US president Joe Biden delivers a speech at the Royal Castle in Warsaw, Poland, on March 26, 2022.
PHOTO: EPA-EFE
Follow topic:
WARSAW (NYTIMES) - They were among the final few words of a carefully crafted speech. But they strayed far from the delicate balance that US President Joe Biden had tried to strike during three days of wartime diplomacy in Europe.
"For God's sake, this man cannot remain in power," Mr Biden said on Saturday (March 26), his cadence slowing for emphasis.
On its face, he appeared to be calling for President Vladimir Putin of Russia to be ousted for his brutal invasion of Ukraine.
But Mr Biden's aides quickly insisted that the remark - delivered in front of a castle that served for centuries as a home for Polish monarchs - was not intended as an appeal for regime change.
Whatever his intent, the moment underscored the dual challenges Mr Biden faced during three extraordinary summit meetings in Belgium and an up-close look at the war's consequences from Poland: Keeping US allies united against Putin, while at the same time avoiding an escalation with Russia, which the president has said could lead to World War III.
To achieve his first goal, Mr Biden spent much of the trip drawing the world's attention to Mr Putin's atrocities since he started the war Feb 24.

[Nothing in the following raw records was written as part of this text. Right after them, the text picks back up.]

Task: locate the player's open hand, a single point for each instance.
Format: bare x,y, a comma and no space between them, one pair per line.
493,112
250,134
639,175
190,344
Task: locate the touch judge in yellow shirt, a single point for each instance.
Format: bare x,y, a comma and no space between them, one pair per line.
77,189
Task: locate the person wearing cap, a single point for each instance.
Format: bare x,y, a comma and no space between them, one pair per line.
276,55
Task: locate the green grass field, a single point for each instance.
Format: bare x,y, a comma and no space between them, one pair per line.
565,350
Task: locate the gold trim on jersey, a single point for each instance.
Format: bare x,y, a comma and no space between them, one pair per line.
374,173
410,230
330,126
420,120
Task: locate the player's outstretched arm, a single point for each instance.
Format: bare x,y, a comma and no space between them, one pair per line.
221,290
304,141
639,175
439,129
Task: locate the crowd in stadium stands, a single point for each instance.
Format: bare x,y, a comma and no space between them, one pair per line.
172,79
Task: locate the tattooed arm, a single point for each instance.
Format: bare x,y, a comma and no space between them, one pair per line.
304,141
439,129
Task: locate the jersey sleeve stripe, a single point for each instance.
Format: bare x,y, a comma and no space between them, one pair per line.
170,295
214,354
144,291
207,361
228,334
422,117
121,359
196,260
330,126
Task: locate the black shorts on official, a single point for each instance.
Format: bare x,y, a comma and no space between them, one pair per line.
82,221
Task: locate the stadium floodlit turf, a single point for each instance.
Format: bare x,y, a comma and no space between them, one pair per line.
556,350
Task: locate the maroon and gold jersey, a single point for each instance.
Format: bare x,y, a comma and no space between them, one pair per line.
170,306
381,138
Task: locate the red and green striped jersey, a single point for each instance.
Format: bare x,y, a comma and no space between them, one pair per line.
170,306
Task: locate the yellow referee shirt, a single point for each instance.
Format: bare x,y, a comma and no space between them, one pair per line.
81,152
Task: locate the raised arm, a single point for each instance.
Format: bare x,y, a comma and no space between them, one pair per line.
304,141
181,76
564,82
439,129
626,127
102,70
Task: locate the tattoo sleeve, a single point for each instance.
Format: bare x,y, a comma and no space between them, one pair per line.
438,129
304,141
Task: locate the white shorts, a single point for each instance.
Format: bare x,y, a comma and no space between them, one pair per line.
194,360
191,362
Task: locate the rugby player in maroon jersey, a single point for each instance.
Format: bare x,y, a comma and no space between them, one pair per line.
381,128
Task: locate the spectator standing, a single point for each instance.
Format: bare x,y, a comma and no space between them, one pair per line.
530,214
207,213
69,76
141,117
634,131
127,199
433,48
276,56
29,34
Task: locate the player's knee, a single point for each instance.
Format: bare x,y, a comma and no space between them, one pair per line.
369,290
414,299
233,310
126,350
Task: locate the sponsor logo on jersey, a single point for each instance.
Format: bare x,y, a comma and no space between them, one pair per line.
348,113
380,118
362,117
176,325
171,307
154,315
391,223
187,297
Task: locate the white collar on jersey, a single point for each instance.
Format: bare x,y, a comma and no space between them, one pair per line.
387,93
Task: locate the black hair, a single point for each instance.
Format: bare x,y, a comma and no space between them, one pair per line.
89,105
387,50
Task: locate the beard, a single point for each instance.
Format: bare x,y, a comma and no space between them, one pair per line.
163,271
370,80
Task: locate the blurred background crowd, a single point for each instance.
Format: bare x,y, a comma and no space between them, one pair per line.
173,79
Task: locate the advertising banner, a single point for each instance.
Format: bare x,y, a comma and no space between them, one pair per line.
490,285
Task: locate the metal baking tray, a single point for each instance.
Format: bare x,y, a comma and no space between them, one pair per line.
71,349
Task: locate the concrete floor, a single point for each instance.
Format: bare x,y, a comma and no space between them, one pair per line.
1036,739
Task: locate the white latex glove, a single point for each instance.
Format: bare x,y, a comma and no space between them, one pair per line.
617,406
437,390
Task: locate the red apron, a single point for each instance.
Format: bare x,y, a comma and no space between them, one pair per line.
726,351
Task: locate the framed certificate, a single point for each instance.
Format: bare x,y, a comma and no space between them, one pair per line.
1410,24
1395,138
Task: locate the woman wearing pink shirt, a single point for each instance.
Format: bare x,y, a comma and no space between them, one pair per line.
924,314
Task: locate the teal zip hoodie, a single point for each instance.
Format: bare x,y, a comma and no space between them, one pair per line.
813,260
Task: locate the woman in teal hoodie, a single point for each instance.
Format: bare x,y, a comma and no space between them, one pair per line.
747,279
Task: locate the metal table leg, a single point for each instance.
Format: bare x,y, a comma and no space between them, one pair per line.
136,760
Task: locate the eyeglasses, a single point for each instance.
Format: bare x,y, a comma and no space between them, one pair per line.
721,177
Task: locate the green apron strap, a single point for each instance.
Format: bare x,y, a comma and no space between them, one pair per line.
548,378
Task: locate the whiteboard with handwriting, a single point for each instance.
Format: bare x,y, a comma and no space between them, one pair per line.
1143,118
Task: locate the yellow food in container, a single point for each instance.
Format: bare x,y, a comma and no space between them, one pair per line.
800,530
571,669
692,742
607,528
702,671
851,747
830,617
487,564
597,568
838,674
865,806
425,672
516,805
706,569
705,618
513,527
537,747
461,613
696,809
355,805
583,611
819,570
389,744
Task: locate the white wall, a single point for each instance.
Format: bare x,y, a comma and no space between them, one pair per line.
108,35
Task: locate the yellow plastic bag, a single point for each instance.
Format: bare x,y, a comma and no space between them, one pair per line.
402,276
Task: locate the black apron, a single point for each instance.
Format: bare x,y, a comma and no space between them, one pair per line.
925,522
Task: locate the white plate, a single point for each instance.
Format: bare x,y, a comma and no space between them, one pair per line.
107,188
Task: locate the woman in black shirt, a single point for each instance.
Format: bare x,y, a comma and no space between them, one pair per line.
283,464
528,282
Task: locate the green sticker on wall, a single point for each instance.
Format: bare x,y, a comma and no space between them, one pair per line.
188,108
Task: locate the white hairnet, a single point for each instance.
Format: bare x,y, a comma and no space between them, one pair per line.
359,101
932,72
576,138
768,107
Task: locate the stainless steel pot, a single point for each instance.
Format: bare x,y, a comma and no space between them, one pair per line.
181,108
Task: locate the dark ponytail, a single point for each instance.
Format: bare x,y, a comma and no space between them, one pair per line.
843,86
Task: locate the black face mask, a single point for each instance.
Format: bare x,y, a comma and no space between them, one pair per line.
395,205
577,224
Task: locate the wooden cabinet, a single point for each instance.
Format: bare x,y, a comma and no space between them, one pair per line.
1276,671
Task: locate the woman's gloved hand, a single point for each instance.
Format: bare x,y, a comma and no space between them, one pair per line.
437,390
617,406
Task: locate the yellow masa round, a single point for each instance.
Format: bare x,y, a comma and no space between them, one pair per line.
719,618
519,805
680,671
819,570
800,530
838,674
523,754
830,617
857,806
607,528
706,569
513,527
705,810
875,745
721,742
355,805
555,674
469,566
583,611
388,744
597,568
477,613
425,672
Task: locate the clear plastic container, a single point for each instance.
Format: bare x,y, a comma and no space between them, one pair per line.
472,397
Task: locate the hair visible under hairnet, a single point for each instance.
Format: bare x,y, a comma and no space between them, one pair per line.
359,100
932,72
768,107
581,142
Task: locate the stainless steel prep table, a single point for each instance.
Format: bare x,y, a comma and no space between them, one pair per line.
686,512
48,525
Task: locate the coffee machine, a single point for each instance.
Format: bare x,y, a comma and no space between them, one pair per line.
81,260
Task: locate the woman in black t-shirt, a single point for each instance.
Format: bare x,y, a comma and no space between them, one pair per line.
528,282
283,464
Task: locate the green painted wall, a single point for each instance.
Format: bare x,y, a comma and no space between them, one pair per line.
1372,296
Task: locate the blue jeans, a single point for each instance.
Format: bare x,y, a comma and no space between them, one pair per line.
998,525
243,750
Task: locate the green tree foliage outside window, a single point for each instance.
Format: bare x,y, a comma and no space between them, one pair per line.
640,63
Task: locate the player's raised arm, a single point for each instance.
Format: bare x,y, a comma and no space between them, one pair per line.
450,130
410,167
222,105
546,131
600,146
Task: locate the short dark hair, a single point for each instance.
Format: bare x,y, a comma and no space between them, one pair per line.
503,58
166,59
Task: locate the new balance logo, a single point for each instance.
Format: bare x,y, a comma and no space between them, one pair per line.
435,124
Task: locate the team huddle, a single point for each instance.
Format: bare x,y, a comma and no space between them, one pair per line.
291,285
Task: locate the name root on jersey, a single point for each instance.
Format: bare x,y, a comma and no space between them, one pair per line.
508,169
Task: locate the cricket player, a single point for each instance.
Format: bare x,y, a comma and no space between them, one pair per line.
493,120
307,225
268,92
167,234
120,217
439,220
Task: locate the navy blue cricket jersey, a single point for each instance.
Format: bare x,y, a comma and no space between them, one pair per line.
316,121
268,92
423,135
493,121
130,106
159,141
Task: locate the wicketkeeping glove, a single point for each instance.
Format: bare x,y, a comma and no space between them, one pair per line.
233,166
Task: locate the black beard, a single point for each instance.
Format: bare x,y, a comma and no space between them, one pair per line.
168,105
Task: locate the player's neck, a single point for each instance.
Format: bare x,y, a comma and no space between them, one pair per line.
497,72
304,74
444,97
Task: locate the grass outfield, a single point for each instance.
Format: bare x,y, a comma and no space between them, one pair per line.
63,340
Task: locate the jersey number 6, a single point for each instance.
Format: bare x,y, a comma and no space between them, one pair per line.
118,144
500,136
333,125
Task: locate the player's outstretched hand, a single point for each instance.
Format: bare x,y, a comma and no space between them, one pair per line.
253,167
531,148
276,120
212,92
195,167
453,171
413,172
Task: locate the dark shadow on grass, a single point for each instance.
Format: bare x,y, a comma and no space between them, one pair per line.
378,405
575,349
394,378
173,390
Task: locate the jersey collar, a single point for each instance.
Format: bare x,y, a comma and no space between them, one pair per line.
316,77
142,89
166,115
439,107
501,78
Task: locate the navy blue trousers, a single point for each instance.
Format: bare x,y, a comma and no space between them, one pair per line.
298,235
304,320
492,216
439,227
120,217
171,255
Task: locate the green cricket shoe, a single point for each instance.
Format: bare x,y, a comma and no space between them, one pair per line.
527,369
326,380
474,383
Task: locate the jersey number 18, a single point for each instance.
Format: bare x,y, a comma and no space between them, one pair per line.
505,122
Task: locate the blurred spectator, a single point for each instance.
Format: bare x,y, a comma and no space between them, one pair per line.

He urged continued action to cripple the Russian economy. He reaffirmed America's promise to defend its North Atlantic Treaty Organisation (Nato) allies against any threat.
And he called Mr Putin "a butcher", responsible for devastating damage to Ukraine's cities and its people.
Mr Dmitry Peskov, the Kremlin spokesman, said Mr Putin's fate was not in the hands of the American president.
"It's not for Biden to decide," Mr Peskov told reporters after Mr Biden finished speaking. "The president of Russia is elected by the Russians."
Even as he made it his mission to rally his counterparts, Mr Biden and his aides were determined to avoid taking actions that Mr Putin could use as pretexts to start a wider, even more dangerous conflict.
"There is simply no justification or provocation for Russia's choice of war," Mr Biden said earlier in his speech on Saturday night. "It's an example one of the oldest human impulses - using brute force and disinformation to satisfy a craving for absolute power and control."
In closed-door discussions at Nato and with the leaders of more than 30 nations, Mr Biden repeatedly vowed not to send US troops into combat against Russia.
And, despite desperate pleas for additional help from Ukrainian President Volodymyr Zelenskyy, Mr Biden remained opposed to using Nato or US fighter jets to secure the country's airspace from Russian attacks.
Mr Biden's trip, which began on Wednesday, came at a pivotal moment for his presidency and the world, amid the largest war in Europe since 1945 and a mushrooming humanitarian crisis.
Both are testing the resolve and cooperation within the Nato alliance after four years in which former president Donald Trump cast doubt on its relevance and pushed a policy of America First isolationism.
For most of his foray abroad, Mr Biden succeeded in staying on message, according to veteran foreign policy watchers - a reality that made his last-minute comment about Mr Putin's future even more striking.
"That message of unity is exactly what Putin needs to hear to convince him to scale back his war aims and end the brutality," said Dr Charles Kupchan, a senior fellow at the Council on Foreign Relations.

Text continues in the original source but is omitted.